Monday, June 5, 2023

Improving pelvic tilt

 To address pelvic tilt and improve your posture, it's important to focus on exercises that strengthen the muscles surrounding your hips, core, and lower back. Here are a few exercises that can help correct pelvic tilt:

  1. Glute Bridges: Lie on your back with knees bent and feet flat on the ground. Lift your hips off the ground while engaging your glutes. Hold for a few seconds and lower back down. Perform 3 sets of 12-15 repetitions.

  2. Bird Dogs: Start on your hands and knees with a neutral spine. Extend one arm forward while simultaneously extending the opposite leg straight back. Keep your core engaged and maintain balance. Return to the starting position and repeat with the opposite arm and leg. Perform 3 sets of 10-12 repetitions per side.

  3. Planks: Start in a push-up position with your forearms on the ground and your body forming a straight line from head to heels. Engage your core and hold this position for 30-60 seconds, or as long as you can maintain proper form. Repeat for 3 sets.

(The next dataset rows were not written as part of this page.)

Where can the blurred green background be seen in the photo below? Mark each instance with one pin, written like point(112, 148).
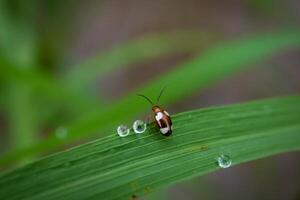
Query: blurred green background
point(62, 61)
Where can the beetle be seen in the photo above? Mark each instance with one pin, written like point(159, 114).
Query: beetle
point(160, 116)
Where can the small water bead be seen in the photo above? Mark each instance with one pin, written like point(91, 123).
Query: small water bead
point(224, 161)
point(139, 126)
point(61, 132)
point(123, 131)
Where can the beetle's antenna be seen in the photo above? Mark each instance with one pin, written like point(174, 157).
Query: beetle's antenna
point(146, 99)
point(161, 92)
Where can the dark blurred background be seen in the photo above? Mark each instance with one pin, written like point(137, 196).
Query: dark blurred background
point(49, 37)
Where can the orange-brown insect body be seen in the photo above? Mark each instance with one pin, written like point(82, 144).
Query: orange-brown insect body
point(161, 117)
point(162, 120)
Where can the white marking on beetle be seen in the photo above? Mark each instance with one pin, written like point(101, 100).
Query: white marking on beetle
point(166, 113)
point(158, 116)
point(164, 130)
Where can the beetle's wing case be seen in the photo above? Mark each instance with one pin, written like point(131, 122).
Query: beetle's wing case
point(162, 120)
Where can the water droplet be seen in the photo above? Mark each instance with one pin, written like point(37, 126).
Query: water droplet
point(224, 161)
point(139, 126)
point(123, 131)
point(61, 132)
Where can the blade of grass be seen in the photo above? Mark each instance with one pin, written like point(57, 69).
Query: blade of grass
point(198, 73)
point(123, 168)
point(74, 85)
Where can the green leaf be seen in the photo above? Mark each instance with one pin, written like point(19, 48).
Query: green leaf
point(194, 75)
point(143, 49)
point(124, 168)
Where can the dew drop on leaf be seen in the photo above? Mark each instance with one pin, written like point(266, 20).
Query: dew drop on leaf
point(139, 126)
point(224, 161)
point(123, 131)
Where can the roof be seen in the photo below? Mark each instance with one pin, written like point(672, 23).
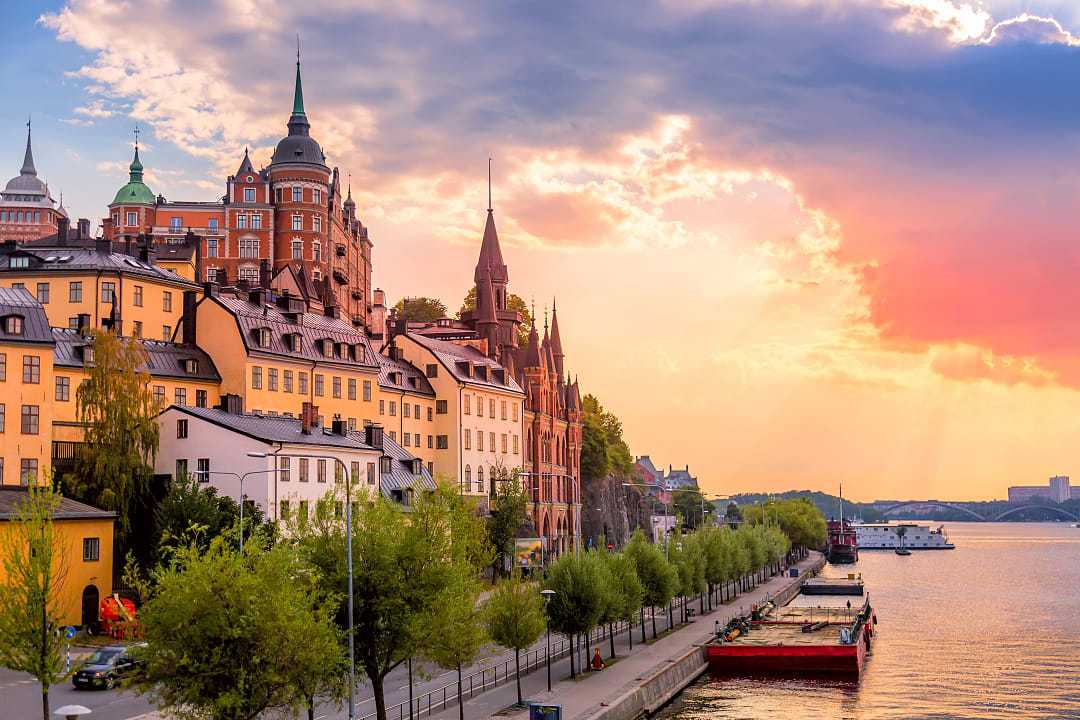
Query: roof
point(455, 357)
point(310, 326)
point(410, 379)
point(66, 258)
point(69, 510)
point(18, 301)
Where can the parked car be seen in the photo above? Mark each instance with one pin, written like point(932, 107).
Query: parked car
point(105, 667)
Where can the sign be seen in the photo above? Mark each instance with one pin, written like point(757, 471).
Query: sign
point(528, 552)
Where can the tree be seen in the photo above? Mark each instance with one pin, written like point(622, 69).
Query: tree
point(31, 610)
point(420, 310)
point(509, 511)
point(513, 302)
point(118, 409)
point(231, 635)
point(514, 616)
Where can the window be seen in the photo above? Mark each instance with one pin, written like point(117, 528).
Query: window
point(31, 369)
point(63, 389)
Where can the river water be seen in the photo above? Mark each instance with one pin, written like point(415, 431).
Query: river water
point(990, 629)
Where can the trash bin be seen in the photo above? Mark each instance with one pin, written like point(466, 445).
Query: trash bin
point(545, 711)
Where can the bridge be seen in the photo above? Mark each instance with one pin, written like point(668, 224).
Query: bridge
point(1000, 516)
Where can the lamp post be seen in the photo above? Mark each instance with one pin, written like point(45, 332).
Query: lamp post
point(348, 522)
point(548, 595)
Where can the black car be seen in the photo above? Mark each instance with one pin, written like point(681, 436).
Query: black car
point(104, 668)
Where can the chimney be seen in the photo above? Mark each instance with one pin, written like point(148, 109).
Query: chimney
point(190, 299)
point(62, 226)
point(373, 435)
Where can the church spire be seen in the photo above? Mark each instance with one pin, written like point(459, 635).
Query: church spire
point(28, 167)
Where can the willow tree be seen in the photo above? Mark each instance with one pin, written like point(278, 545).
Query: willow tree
point(31, 611)
point(117, 407)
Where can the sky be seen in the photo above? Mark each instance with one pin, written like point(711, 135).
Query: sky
point(793, 243)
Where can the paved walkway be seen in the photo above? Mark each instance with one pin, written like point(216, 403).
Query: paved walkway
point(583, 695)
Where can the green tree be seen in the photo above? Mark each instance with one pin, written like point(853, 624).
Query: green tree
point(31, 608)
point(515, 619)
point(420, 309)
point(231, 635)
point(513, 302)
point(119, 412)
point(509, 512)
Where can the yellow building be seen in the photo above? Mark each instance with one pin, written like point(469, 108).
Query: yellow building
point(85, 535)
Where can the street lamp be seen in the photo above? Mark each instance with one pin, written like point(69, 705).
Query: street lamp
point(548, 595)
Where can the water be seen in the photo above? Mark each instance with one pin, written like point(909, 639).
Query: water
point(990, 629)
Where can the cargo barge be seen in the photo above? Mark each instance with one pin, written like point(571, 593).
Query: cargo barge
point(812, 635)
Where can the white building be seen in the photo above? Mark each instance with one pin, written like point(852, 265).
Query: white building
point(287, 464)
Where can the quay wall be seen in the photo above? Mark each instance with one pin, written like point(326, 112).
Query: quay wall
point(650, 692)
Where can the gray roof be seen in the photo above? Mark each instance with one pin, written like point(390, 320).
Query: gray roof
point(18, 301)
point(410, 379)
point(66, 258)
point(163, 360)
point(68, 510)
point(455, 358)
point(311, 327)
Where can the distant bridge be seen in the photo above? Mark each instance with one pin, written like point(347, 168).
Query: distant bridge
point(1000, 516)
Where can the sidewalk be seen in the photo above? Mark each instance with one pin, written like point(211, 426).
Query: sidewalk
point(584, 695)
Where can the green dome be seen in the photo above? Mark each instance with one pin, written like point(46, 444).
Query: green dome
point(136, 190)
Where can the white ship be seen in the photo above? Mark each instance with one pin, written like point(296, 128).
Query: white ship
point(889, 535)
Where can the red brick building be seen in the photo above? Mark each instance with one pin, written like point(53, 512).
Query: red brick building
point(289, 216)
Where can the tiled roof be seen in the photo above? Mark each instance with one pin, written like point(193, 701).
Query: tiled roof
point(312, 327)
point(69, 510)
point(164, 360)
point(449, 354)
point(66, 258)
point(412, 380)
point(18, 301)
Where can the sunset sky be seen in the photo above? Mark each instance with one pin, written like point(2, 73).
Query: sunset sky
point(793, 243)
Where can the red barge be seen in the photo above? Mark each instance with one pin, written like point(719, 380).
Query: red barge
point(811, 635)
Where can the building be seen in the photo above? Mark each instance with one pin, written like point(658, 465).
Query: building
point(27, 209)
point(288, 464)
point(85, 535)
point(292, 214)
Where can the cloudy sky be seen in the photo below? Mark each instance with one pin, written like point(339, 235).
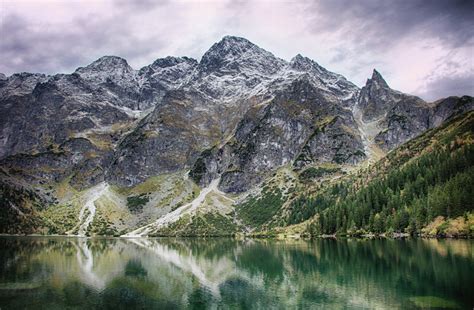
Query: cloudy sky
point(423, 47)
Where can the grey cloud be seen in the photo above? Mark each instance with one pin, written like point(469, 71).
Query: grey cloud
point(378, 24)
point(62, 49)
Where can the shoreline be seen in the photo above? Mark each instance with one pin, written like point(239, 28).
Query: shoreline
point(397, 236)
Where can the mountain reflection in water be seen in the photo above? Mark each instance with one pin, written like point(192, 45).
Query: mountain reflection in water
point(58, 273)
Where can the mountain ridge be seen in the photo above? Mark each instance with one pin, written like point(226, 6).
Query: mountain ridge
point(232, 120)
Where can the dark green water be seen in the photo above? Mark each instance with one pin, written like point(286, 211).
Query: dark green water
point(78, 273)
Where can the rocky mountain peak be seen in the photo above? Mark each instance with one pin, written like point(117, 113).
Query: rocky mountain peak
point(171, 61)
point(231, 53)
point(302, 63)
point(376, 81)
point(108, 64)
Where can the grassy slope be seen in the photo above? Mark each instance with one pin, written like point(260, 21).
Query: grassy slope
point(290, 201)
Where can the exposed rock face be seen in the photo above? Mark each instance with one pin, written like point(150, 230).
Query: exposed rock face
point(274, 134)
point(237, 114)
point(402, 117)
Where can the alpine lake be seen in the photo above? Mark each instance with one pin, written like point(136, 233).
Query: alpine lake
point(224, 273)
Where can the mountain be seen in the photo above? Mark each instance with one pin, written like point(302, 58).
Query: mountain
point(192, 147)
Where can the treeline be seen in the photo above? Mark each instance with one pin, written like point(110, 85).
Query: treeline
point(439, 183)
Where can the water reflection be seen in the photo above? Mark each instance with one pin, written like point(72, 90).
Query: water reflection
point(37, 272)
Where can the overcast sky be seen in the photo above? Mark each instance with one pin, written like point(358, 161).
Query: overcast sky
point(423, 47)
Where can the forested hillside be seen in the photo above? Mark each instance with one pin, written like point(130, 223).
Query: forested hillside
point(425, 187)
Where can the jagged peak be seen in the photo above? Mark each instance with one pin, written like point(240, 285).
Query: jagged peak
point(230, 48)
point(172, 61)
point(303, 63)
point(377, 79)
point(105, 63)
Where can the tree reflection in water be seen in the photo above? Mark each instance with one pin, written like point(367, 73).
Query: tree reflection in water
point(50, 272)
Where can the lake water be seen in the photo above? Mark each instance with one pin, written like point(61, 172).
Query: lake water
point(80, 273)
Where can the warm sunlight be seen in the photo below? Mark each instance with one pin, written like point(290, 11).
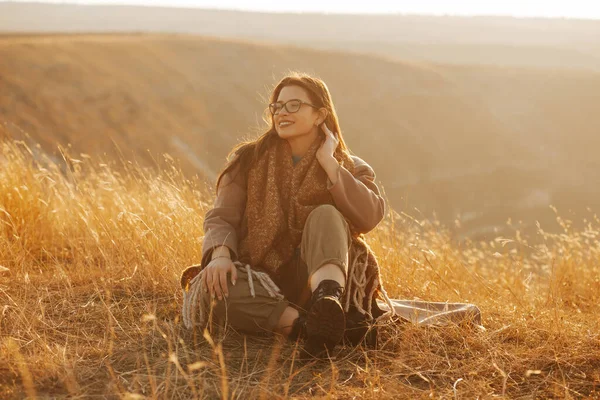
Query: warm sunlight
point(518, 8)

  4. Hip Flexor Stretch: Kneel on one knee with the other foot forward, making sure both knees are at 90-degree angles. Gently lean forward, keeping your back straight, until you feel a stretch in the front of your hip. Hold for 30 seconds and switch sides. Repeat 2-3 times on each side.

  5. Deadbugs: Lie on your back with your arms extended straight up toward the ceiling. Bend your knees at a 90-degree angle. Slowly lower one arm overhead while simultaneously extending the opposite leg straight out, maintaining contact between your lower back and the floor. Return to the starting position and repeat with the opposite arm and leg. Perform 3 sets of 10-12 repetitions per side.